Gavin mueve la cabeza de un lado a otro.

—Nunca lo es, Hope. Ya lo sabes, ¿no? La vida nunca resulta como la planeamos.

Suspiro. No espero que me entienda, pero trato de explicárselo:

—Mira, Gavin: tengo treinta y seis años y en la vida no me ha ocurrido ninguna de las cosas que yo quería. Algunos días, cuando me despierto, pienso: «¿Cómo he llegado hasta aquí?». Como que un día simplemente te das cuenta de que ya no eres joven, ya has elegido y es demasiado tarde para cambiar nada.
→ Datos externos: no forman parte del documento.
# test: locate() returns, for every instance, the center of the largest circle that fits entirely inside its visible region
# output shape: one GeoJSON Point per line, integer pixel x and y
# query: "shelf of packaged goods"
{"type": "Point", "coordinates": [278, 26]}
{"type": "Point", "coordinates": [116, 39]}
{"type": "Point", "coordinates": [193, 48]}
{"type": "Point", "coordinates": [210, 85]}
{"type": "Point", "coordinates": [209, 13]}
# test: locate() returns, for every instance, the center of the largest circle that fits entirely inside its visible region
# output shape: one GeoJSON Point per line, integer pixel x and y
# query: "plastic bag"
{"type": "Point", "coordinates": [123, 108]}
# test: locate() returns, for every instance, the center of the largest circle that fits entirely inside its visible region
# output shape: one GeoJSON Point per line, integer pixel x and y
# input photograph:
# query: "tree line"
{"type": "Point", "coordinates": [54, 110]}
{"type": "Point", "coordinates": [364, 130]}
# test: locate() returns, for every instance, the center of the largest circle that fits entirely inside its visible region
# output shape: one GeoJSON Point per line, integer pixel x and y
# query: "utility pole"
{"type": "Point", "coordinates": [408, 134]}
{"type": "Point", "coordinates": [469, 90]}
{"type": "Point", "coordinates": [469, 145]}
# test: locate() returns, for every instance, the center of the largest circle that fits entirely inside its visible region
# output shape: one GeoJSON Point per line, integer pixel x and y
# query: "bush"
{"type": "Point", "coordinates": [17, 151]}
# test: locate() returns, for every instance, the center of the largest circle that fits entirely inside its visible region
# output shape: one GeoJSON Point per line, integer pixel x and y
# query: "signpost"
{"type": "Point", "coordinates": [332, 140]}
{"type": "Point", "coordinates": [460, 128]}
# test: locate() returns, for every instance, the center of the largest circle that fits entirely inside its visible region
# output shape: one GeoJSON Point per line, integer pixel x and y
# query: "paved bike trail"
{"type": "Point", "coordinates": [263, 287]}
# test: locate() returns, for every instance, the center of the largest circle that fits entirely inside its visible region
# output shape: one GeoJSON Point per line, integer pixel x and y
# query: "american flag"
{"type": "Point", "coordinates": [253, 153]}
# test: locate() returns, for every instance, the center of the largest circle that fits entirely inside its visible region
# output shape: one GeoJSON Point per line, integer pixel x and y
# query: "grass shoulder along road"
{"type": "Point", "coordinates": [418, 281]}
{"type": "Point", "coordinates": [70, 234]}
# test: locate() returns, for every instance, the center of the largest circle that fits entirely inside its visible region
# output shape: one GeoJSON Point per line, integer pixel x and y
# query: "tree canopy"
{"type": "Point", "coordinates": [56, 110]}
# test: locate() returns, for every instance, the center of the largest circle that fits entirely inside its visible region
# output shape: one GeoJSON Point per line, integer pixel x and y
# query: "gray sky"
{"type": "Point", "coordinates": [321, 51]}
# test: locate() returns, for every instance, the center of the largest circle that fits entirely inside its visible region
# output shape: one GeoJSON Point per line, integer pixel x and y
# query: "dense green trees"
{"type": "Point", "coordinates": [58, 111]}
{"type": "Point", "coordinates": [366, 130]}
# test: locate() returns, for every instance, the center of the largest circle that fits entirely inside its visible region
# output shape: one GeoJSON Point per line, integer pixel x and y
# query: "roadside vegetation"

—Nunca es demasiado tarde —dice Gavin—, aunque sé a qué te refieres cuando describes lo que sientes.

—¿Y cómo lo sabes? —Mi voz suena más brusca de lo que pretendía—. Tienes veintinueve años.

Suelta una carcajada.

—No hay una edad mágica en la que se te acaban todas las opciones, Hope. Tú tienes tantas posibilidades de cambiar tu vida como yo de cambiar la mía. Lo que quiero decir es que a nadie la vida le sale como esperaba. Sin embargo, lo que determina que seas feliz o no es tu manera de enfrentarte a la adversidad.

—Tú eres feliz —le digo y me doy cuenta de que, más que una afirmación, parece una acusación—. Quiero decir que pareces tener todo lo que quieres.

Vuelve a reír.

—Hope, ¿de verdad piensas que, cuando era niño, soñaba con dedicarme a hacer reparaciones?

—No lo sé —farfullo—. ¿Era así?

—¡Pues no! Quería ser artista. Era el niño más extravagante del mundo. Le pedía a mi madre que me llevara al Museo de Bellas Artes de Boston para poder contemplar las pinturas y le decía que me iría a vivir a Francia y que sería pintor, como Degas o Monet: los que más me gustaban.

—¿Querías ser artista? —le pregunto, incrédula.

Reanudamos la marcha hacia la dirección de Jacob Levy que nos han dado.

Gavin ríe entre dientes y me mira.

—Hasta traté de ingresar en la EBAB…

—¿La EBAB?

—Vaya, ya veo que no eres aficionada al arte. —Gavin me guiña un ojo—. Es la Escuela del Museo de Bellas Artes de Boston. —Hace una pausa y se encoge de hombros—. Tenía las notas y cumplía los requisitos técnicos, pero no pude conseguir suficientes becas para pagarme los estudios. Mi madre no podía hacerse cargo y no quise pedir millones de préstamos y endeudarme para el resto de mi vida, de modo que aquí estoy.

—¿Entonces no fuiste a la universidad?

Gavin ríe.

—No es eso. Fui a la Estatal de Salem con una beca y me especialicé en educación, porque pensé que, si no podía ser artista, sería profesor de arte.

—¿Has sido profesor de arte? —pregunto.

Gavin asiente con la cabeza y yo prosigo:

—Pero ¿qué ocurrió? ¿Cómo es que no lo sigues siendo?